The United States participates in many ways in the manufacturing supply chain that designs and builds solar energy systems—from utility-scale to small residential. Just to name a few of these ways: we produce many of the feedstock materials and semi-finished components used to build and install photovoltaic (PV) systems; we provide tools and software for factory infrastructure, as well as real-time and off-line monitoring; and we assemble modules as thin film coatings on glass or individual crystalline silicon wafers. Across the value chain, the solar industry has seen major progress.
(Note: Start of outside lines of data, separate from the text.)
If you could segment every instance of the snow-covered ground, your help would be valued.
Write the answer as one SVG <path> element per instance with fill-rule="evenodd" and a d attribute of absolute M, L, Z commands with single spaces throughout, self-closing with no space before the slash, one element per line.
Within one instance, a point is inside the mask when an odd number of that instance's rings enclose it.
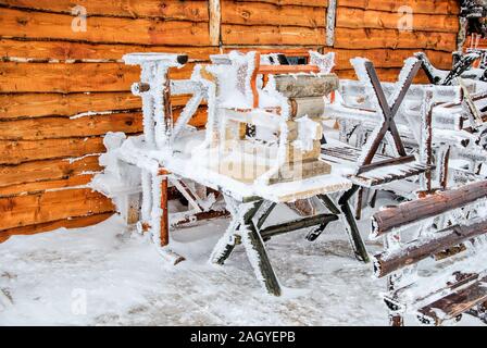
<path fill-rule="evenodd" d="M 224 266 L 208 263 L 227 224 L 174 232 L 174 249 L 188 259 L 176 266 L 163 263 L 147 236 L 124 233 L 118 216 L 14 236 L 0 245 L 0 325 L 387 324 L 384 282 L 351 257 L 339 222 L 314 243 L 297 232 L 267 244 L 282 298 L 260 287 L 242 247 Z"/>

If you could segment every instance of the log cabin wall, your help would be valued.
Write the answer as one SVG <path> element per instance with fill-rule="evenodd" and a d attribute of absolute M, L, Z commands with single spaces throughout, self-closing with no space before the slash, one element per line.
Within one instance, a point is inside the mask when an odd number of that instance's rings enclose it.
<path fill-rule="evenodd" d="M 412 33 L 397 29 L 399 5 L 414 12 Z M 327 7 L 327 0 L 0 0 L 0 241 L 113 213 L 111 201 L 86 185 L 101 170 L 107 132 L 142 129 L 140 99 L 129 91 L 139 69 L 124 65 L 124 53 L 188 53 L 190 63 L 172 71 L 173 78 L 232 49 L 334 50 L 341 77 L 353 77 L 349 59 L 357 55 L 373 60 L 389 80 L 419 50 L 439 67 L 451 65 L 457 1 L 338 0 L 333 47 Z M 174 98 L 176 115 L 186 100 Z M 204 121 L 201 109 L 192 124 Z"/>

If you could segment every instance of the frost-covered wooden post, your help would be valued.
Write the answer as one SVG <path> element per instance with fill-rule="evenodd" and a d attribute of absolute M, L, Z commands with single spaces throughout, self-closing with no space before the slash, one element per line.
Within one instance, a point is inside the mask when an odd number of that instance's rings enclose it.
<path fill-rule="evenodd" d="M 171 107 L 171 79 L 168 70 L 182 67 L 186 54 L 130 53 L 123 57 L 126 64 L 140 65 L 140 82 L 132 91 L 142 98 L 143 136 L 147 148 L 171 151 L 173 115 Z M 142 169 L 142 223 L 143 231 L 150 229 L 160 253 L 173 263 L 184 260 L 165 247 L 170 241 L 167 211 L 167 171 Z"/>
<path fill-rule="evenodd" d="M 185 54 L 129 53 L 125 64 L 140 65 L 140 82 L 132 85 L 132 92 L 142 98 L 143 135 L 149 146 L 158 149 L 170 145 L 172 130 L 170 67 L 182 67 Z"/>

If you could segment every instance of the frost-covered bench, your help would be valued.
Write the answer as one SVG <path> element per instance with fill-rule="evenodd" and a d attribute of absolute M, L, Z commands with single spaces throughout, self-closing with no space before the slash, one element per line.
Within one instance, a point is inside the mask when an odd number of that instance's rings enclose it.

Many of the advances of the past several years are the result of projects funded by the SunShot Initiative. SunShot awardee 1366 Technologies is pioneering a new way to manufacture silicon wafers. The company has received funding from SunShot’s Incubator program and Solar Manufacturing Technology 2 program that allowed it to develop a process to make individual wafers directly from molten silicon. This eliminates two conventional process steps: creating solid blocks of silicon and sawing them into wafers, steps that generate a lot of waste in the form of expensive silicon sawdust. 1366’s innovative manufacturing process conserves silicon, allowing the company to develop more product from less material and transfer those savings onto consumers who purchase solar panels made with their wafers.

An awardee announced last month, Crystal Solar, is also developing a process that reduces costs by automating a pilot manufacturing line to make thin silicon wafers. Crystal Solar not only side-steps the silicon block forming and sawing stages, it simplifies the sourcing of high-purity polysilicon by directly forming a silicon wafer on a reusable surface. The process works by depositing solid layers of silicon from a cloud of vapor. This innovation will generate a replicable supply of single crystal silicon wafers using fewer steps than conventional manufacturing, which could make the wafers less expensive than others on the market.

Another Technology to Market awardee, Sunfolding, is developing a utility-scale, single-axis tracking system that uses air pressure to optimize a solar panel’s angle toward the sun. To make the system easier to manufacture, the project is reducing the number of parts in the tracking system using a metal stamping press that can rapidly produce final form components. It will also reduce material waste and defects, in turn lowering costs. The result will be a low-cost tracking system with improved efficiencies in construction and site design. It will also enable more efficient land use, something that SunShot awardee SunPower is also doing by flying drones over potential sites and then calculating the best way to fit the most solar panels for utility use.

Creating new, cutting-edge technology to improve American solar manufacturing will continue to be essential in achieving the SunShot goals for today and tomorrow.